The following are excerpts from an article published in the Financial Review's Christmas special, December 22 - 26, 2000, by Alan Kohler:
"There is an unpleasant realisation beginning to creep over corporate Australia that it is getting harder to think of good reasons for staying home. For executives and professionals, Australia is no longer the magnet it was. It used to be called a brain drain, but now whole corporations are preparing to leave."
"Australia's marginalisation is entering a new phase: being ignored by the world is galling enough but Australian companies with global ambitions are beginning, a little guiltily, to do the same. Veteran company director Stan Wallis warned in the past week that there would be an exodus of Australian companies unless Something Is Done - and there is every sign he is right, as National Australia Bank prepares to follow Rio Tinto in becoming a London-based dual-listed company and several others are said to be packing their bags."
"One of the core competencies in running a major corporation is the ability to take advantage of industry rationalisations and opportunities for business growth. In other words, deal-making."

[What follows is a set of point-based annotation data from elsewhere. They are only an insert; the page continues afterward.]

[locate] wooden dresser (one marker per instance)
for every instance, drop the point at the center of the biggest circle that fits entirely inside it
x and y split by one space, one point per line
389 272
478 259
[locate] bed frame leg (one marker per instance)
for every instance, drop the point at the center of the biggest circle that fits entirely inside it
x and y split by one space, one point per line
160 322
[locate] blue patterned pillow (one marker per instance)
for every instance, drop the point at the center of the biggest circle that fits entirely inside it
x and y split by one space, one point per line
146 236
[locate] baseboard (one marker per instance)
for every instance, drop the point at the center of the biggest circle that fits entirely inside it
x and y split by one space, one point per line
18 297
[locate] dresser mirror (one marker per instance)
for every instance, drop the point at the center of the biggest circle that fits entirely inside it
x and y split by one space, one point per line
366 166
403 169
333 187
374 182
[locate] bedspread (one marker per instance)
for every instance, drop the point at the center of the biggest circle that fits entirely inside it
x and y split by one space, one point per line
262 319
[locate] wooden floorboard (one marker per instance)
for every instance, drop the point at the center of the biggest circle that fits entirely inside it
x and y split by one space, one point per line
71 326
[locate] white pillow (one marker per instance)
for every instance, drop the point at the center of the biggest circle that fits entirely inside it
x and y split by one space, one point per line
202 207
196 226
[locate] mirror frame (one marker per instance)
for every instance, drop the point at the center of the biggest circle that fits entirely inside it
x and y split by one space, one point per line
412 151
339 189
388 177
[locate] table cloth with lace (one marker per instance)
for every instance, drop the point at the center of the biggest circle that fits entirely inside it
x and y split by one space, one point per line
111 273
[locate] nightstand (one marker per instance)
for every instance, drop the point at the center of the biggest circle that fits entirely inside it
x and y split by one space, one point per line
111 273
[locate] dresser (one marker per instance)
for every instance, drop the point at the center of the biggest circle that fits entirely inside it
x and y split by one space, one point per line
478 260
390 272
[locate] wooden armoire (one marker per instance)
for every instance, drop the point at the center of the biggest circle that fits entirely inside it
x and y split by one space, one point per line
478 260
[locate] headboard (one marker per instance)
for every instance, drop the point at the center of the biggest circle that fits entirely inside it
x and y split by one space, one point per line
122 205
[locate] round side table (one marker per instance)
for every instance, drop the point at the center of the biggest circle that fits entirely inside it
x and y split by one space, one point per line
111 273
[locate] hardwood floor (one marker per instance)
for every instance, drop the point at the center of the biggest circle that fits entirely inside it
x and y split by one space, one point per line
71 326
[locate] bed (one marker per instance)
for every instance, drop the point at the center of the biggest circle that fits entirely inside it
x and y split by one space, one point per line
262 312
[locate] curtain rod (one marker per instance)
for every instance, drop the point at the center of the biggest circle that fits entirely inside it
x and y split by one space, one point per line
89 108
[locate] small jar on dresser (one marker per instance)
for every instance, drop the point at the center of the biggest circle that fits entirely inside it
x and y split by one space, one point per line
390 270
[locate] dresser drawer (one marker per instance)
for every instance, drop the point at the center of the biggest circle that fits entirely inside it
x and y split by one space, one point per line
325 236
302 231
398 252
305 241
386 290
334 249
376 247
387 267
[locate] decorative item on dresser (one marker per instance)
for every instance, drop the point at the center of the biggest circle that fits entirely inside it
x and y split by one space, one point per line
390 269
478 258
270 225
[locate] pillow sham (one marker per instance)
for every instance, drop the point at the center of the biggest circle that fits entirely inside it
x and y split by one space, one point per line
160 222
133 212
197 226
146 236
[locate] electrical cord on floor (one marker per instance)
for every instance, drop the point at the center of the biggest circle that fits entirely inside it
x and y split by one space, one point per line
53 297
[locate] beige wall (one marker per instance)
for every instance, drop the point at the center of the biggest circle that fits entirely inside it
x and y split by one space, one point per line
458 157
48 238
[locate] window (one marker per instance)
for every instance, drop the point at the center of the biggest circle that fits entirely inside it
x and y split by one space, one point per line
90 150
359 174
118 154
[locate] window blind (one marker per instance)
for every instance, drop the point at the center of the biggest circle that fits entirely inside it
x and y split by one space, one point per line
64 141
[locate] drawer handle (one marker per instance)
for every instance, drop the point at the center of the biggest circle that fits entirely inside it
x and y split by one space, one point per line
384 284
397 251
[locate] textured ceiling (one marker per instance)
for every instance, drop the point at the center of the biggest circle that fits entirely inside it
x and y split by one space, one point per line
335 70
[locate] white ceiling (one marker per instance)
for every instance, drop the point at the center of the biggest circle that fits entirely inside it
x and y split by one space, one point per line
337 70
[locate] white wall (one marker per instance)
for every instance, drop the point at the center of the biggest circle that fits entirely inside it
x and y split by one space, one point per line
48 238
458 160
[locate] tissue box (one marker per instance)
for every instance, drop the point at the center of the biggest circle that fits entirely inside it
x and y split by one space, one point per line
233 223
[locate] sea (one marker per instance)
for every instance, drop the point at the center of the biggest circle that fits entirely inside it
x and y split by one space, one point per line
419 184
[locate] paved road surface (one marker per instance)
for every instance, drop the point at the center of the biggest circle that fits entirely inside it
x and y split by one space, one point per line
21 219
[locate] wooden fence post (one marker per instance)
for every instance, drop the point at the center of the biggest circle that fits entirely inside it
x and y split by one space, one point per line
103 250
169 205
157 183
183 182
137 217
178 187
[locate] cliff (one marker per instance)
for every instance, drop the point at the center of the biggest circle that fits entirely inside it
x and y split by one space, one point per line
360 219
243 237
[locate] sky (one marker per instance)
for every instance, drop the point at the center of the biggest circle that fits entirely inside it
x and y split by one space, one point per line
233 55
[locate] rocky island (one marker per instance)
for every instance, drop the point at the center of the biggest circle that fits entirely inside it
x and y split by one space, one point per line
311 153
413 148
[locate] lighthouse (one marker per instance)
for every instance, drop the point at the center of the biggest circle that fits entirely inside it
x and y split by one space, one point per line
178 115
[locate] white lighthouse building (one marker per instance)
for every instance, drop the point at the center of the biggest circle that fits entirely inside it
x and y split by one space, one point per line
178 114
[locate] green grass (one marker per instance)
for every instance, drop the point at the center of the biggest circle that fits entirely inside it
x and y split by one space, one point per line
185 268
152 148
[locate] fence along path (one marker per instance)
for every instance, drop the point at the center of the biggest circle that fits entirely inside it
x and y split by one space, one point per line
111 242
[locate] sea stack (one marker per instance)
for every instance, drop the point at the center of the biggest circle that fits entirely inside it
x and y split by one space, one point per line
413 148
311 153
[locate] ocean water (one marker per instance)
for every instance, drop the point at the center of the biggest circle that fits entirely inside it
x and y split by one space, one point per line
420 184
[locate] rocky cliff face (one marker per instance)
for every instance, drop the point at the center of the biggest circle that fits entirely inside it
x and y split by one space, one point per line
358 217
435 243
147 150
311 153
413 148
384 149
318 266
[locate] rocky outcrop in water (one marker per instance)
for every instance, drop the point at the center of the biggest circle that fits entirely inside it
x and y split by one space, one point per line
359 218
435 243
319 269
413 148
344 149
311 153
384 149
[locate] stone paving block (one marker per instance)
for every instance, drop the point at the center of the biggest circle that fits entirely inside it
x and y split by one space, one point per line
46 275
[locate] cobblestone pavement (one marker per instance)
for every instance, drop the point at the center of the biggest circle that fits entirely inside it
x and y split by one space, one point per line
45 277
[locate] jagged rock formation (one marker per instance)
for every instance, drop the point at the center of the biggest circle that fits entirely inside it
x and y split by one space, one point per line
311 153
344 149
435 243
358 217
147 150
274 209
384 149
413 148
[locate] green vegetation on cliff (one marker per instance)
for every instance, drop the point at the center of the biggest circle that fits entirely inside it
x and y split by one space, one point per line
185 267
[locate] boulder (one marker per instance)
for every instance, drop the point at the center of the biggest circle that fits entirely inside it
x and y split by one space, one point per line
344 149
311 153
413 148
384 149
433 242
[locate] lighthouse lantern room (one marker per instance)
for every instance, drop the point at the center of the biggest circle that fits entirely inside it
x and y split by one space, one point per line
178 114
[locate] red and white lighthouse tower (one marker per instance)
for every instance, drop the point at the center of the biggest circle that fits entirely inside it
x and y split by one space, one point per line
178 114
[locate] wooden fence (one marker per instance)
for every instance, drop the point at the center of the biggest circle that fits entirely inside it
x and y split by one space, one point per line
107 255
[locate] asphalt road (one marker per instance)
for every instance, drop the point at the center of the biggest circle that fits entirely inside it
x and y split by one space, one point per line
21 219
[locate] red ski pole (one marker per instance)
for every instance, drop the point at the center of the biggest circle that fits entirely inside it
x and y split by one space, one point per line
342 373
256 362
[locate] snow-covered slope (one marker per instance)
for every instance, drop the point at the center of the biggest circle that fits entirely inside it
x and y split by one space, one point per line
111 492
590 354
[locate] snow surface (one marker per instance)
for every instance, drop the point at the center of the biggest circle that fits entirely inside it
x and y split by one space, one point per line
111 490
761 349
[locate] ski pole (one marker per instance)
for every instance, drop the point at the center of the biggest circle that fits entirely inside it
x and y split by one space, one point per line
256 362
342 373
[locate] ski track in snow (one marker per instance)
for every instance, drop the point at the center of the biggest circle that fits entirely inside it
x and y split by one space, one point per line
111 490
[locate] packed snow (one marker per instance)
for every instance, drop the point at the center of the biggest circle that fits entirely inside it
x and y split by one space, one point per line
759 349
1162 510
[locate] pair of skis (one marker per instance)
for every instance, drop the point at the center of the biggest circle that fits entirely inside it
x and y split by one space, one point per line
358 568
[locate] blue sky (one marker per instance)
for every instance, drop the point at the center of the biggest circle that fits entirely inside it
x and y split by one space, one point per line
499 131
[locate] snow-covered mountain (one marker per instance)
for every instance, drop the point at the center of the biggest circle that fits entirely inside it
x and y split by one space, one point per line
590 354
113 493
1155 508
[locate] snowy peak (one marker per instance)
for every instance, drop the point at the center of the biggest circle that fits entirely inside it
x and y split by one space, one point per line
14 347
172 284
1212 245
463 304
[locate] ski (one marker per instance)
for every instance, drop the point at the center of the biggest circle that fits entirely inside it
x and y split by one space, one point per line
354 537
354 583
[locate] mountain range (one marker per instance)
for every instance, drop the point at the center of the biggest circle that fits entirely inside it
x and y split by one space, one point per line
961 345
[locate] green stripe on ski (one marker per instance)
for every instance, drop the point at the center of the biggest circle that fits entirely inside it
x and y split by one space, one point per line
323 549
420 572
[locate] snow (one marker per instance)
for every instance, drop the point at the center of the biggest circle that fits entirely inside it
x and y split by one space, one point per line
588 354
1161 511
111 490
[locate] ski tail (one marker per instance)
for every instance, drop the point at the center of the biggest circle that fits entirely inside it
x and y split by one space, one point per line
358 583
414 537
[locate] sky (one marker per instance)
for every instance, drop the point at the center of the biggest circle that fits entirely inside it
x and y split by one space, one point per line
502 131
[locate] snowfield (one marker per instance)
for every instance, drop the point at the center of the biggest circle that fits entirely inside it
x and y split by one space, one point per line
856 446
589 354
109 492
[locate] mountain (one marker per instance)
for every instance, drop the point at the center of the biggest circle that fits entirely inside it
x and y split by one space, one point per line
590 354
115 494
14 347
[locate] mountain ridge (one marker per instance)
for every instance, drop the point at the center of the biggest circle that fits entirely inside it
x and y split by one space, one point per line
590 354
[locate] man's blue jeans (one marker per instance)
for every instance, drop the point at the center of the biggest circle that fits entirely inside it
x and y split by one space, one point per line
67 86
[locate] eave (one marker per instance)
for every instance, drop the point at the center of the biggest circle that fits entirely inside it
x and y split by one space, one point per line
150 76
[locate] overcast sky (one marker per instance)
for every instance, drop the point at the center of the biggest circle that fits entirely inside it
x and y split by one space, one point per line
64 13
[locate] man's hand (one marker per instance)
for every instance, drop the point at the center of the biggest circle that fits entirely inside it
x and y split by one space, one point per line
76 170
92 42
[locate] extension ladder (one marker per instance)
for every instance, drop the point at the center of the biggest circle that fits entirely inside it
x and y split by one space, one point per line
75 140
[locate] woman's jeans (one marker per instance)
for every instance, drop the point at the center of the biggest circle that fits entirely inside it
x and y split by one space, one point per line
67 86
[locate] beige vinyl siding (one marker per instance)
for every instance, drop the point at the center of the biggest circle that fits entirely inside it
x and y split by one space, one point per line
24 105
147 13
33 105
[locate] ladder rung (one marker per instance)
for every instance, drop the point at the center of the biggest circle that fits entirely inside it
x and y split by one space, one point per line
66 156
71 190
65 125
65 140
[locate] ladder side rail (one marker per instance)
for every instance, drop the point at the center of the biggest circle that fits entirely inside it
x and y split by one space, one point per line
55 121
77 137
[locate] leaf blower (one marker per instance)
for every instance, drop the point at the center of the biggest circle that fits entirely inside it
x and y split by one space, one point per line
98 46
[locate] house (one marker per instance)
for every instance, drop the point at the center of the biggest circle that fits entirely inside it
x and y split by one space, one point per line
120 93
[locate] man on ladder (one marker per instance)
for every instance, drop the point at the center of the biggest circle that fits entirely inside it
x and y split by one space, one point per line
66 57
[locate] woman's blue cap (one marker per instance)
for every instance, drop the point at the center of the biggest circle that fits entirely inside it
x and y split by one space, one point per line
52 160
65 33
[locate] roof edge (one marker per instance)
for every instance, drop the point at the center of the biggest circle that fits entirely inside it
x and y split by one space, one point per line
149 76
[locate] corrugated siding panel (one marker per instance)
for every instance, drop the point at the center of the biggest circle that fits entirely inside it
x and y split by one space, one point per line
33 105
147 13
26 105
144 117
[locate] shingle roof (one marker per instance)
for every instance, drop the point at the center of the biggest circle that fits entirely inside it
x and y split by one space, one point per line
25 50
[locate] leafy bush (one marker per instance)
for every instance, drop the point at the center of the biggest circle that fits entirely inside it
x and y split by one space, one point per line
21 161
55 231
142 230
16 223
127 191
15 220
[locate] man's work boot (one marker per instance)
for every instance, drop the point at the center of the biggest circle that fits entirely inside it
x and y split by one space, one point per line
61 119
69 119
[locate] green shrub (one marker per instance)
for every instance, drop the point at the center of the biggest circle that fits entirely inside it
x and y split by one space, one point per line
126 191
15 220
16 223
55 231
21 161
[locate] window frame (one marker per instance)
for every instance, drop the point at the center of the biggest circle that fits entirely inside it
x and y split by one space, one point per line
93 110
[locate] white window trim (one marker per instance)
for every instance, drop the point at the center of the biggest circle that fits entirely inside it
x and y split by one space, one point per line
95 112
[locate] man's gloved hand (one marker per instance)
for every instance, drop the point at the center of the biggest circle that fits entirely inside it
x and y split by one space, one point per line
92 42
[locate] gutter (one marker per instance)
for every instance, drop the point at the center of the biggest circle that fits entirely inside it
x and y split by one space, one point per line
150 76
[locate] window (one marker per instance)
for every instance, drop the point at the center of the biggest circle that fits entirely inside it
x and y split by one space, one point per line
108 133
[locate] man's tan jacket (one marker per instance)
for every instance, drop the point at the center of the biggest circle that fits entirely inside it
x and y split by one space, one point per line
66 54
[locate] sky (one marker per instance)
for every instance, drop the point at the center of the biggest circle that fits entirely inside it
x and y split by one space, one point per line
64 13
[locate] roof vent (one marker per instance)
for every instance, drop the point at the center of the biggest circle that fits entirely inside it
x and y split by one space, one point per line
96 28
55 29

"No matter how good or senior the local branch manager is, there is no substitute for the boss being on the ground and able to know what's happening and react quickly. Deals happen every day in the clubs, restaurants and boardrooms of Europe and the US - it is the way that companies grow and develop. It is very difficult for an Australian chief executive to muscle in on the action by telephone from the other side of the world, or from a strange hotel room."
"That consummate communicator, Rupert Murdoch, understood this first. Not only did he move to the US, he became a US citizen to improve his ability to do deals unhindered. More and more Australian chief executives, frustrated by late nights and early mornings on the phone, and still feeling left out, are coming to the same conclusion."
"Globalisation is without doubt the number one issue for Australian businesses as the new century begins, and the difficulty of running a global business from Australia is the number one problem associated with it. Indeed the prospect of becoming so marginal a player in the global economy that even our own companies can't stay here, raising the prospect of a spiral of irrelevance, has snuck up on Australia."